Whether the Board can find any succor in the Amoco rule, as doubtful as that might now seem, it is up to the Board to make that initial determination. This line of demarcation between the executive and judicial branches is an important one and, in my opinion, should not be breached as it has been by the majority's opinion. It appears to me that our obligation on remand was simply, without more, to have remanded the case to the Board for further consideration in the light of Financial Institution.

23

I do also note what seems to be a gratuitous observation in the majority opinion, that the present case is stronger than Financial Institution because participation by the minimal number of nonunion employees could not have affected the outcome.

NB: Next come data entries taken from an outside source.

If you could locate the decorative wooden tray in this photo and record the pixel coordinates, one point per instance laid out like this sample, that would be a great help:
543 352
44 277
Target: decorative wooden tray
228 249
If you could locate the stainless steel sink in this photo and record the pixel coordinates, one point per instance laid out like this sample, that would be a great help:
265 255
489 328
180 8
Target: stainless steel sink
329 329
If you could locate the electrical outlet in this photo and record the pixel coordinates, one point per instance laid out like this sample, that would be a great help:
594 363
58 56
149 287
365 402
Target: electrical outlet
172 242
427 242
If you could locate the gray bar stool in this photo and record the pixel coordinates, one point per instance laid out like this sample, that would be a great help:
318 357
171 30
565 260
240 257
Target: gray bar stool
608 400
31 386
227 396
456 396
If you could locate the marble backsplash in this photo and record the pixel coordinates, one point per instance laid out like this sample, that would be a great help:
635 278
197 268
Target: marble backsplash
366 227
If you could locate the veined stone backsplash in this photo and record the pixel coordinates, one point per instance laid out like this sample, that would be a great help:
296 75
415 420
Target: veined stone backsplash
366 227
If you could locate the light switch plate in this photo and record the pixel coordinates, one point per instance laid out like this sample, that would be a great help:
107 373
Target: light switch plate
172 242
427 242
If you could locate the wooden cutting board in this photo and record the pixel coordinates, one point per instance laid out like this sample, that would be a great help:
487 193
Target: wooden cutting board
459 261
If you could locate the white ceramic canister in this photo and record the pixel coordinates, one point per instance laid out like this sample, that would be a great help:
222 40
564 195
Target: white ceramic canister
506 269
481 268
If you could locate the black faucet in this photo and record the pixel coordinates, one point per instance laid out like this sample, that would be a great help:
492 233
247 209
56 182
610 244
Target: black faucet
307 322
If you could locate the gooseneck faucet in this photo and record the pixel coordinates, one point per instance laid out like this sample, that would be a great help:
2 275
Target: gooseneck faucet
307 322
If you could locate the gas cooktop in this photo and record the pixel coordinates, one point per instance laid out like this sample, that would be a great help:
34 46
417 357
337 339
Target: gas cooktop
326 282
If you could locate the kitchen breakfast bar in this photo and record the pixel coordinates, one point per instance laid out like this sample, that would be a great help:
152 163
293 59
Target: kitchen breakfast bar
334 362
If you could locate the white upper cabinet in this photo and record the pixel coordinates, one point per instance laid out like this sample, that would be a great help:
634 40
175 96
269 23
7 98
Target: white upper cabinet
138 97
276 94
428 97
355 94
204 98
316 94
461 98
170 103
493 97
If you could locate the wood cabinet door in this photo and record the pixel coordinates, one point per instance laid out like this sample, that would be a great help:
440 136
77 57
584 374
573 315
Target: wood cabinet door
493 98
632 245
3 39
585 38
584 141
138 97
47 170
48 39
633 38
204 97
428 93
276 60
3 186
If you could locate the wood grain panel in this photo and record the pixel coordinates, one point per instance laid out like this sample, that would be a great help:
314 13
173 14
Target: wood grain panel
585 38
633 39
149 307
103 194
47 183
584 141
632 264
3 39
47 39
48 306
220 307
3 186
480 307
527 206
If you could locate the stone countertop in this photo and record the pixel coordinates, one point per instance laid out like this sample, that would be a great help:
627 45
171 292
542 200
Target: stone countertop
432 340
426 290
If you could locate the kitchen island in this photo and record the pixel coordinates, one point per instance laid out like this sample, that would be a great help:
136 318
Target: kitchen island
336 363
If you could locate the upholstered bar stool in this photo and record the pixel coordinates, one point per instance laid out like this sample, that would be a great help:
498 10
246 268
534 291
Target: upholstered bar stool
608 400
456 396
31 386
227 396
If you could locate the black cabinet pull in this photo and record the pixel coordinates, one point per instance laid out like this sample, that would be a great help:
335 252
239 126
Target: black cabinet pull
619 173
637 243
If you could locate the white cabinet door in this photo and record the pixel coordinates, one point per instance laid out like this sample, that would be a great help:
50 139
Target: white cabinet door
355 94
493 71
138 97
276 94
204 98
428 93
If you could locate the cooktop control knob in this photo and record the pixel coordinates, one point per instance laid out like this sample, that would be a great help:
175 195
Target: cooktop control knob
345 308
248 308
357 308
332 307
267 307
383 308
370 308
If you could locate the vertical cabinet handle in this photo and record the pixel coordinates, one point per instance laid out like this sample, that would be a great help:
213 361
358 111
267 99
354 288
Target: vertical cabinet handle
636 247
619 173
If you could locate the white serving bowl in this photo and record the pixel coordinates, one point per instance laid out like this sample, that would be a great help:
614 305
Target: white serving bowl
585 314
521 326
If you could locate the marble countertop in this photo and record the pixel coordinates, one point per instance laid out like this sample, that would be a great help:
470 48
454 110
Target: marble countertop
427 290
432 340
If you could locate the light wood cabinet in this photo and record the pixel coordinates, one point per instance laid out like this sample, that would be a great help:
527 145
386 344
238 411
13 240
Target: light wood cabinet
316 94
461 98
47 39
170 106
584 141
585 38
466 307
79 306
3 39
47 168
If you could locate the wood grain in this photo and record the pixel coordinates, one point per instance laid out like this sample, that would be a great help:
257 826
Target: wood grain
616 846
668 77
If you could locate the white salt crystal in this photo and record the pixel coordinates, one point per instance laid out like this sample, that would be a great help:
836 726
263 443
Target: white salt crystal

I also note, however, the union did not apportion the votes among its four local units. Two of these were solely stores of the May Company. The record simply does not show whether the some 2344 votes against the merger with the addition of the votes of the nonunion personnel of May, which had fewer employees than the number of nay votes, would have shown a different result as to May. In fact we do not know what number of nay votes came from May people. The uncertainty can scarcely make any contribution to this being a stronger case. In the event that at some future time, resolution of this issue should become material to disposition, it is for the Board, upon the basis of the record before it, to pass upon the matter.